Retinas from eyes injected intravitreally with HSCs transfected with IGFBP3 and underwent the OIR model. (A) HSCs were transfected with 10 μg of DNA of a GFP plasmid (open bars) by using either Lipofectamine transfection reagent or polyethyleneimine. Mock-transfected cells did not contain any DNA (filled bars). GFP expression in the cells was assessed by flow-cytometry analysis. Cells that underwent mock transfection did not show GFP cells, whereas polyethyleneimine showed increased transfection compared to Lipofectamine. (B) Transfection of GFP HSC with IGFBP3-expressing plasmid (open bars) results in a 25-fold increase in IGFBP3 expression in vitro compared with nontransfected (NT) controls (filled bars). (C and D) Low-magnification views of GS isolectin-labeled vasculature in the retina from a pup injected with IGFBP3-transfected HSCs (C) compared with the contralateral uninjected eye (D). (C, E, and F) HSC-IGFBP3 animal showed a vascular tree with more normal morphology, with a mature pattern of differentiation, normal dichotomous branching pattern, and less abnormal vascularization. (E and F) Retinal flat mounts demonstrate the localization of GFP HSCs within the vasculature. Merged green (HSC) and red (resident vasculature) channels demonstrating the localization of HSCs within the GS isolectin-labeled vasculature (red).

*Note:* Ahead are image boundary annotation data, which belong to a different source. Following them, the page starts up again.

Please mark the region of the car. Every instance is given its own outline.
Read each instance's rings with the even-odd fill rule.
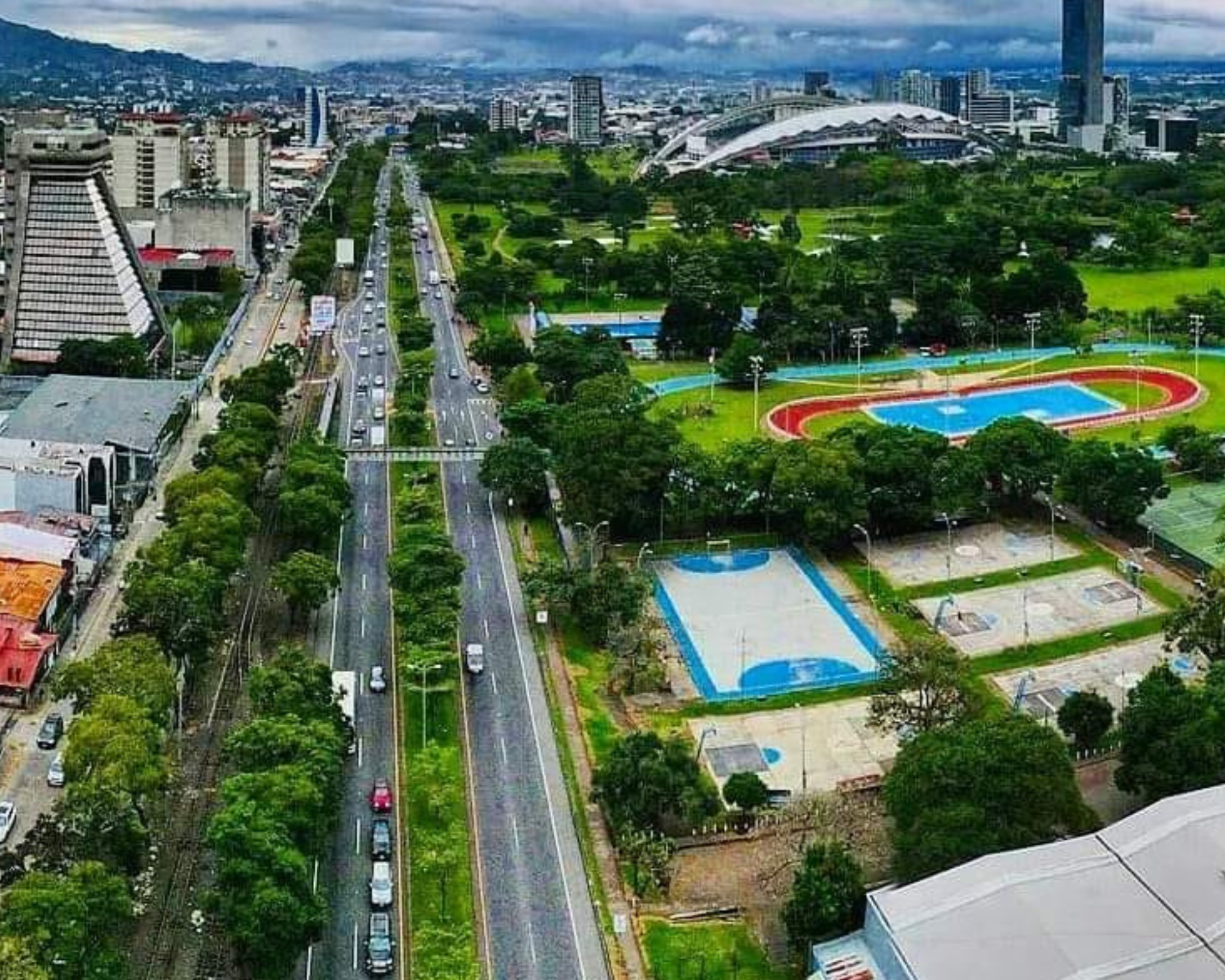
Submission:
[[[54,748],[64,736],[64,715],[51,712],[43,719],[38,729],[38,737],[34,740],[39,748]]]
[[[469,643],[464,647],[463,665],[469,674],[484,674],[485,647],[480,643]]]
[[[391,937],[391,916],[385,911],[370,913],[370,935],[366,938],[366,973],[382,976],[396,969],[396,941]]]
[[[391,812],[391,786],[386,779],[376,779],[370,789],[370,809],[375,813]]]
[[[370,870],[370,904],[386,909],[392,902],[391,862],[375,861]]]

There is evidence of GFP HSC incorporation (yellow) in vascular endothelial cells lining neovascular lumens (E) and filopodia spread from neovascular clumps (F).

Fig. 5.

IGFBP3-expressing HSCs give rise to vascular endothelial and perivascular cells, and injection of IGFBP3 HSCs during the hypoxic phase of the OIR model results in decreased preretinal neovascularization. (A and B) Cryostat sections from IGFBP3-injected eyes showing GFP HSC-derived cells giving rise to vascular endothelial as well as perivascular cells. Isolectin stains endothelial and perivascular cells, whereas NG2 is a pericyte marker. Thin arrows in A and B mark triple-labeled (NG2⁺/GFP⁺/isolectin⁺) cells representing vasculature where GFP HSCs have become endothelial cells or pericytes. Thick arrows (A) show two NG2⁺/isolectin⁻/GFP⁺ HSC-derived pericytes within regions of the resident vasculature. Arrowhead in A shows an NG2⁻/isolectin⁺/GFP⁺ HSC-derived endothelial cell (yellow). Arrowhead in B shows an NG2⁺/isolectin⁻/GFP⁺ resident pericyte (pale blue). (C and D) Vascular density measured from the intraretinal vessels (C) or from the preretinal vessels (D). (C) Vascular density measurements (intraretinal vessels) showed a significant difference in the vessels in the midperipheral region between eyes injected with HSC transfected with control plasmid vs. HSCs transfected with IGFPB3 plasmid (∗, P < 0.003). (D) Vascular density measurements (preretinal vessels) showed a significant difference in the vessels in the midperipheral region between eyes injected with HSC transfected with control plasmid vs. HSCs transfected with IGFBP3 plasmid (∗, P < 0.0008).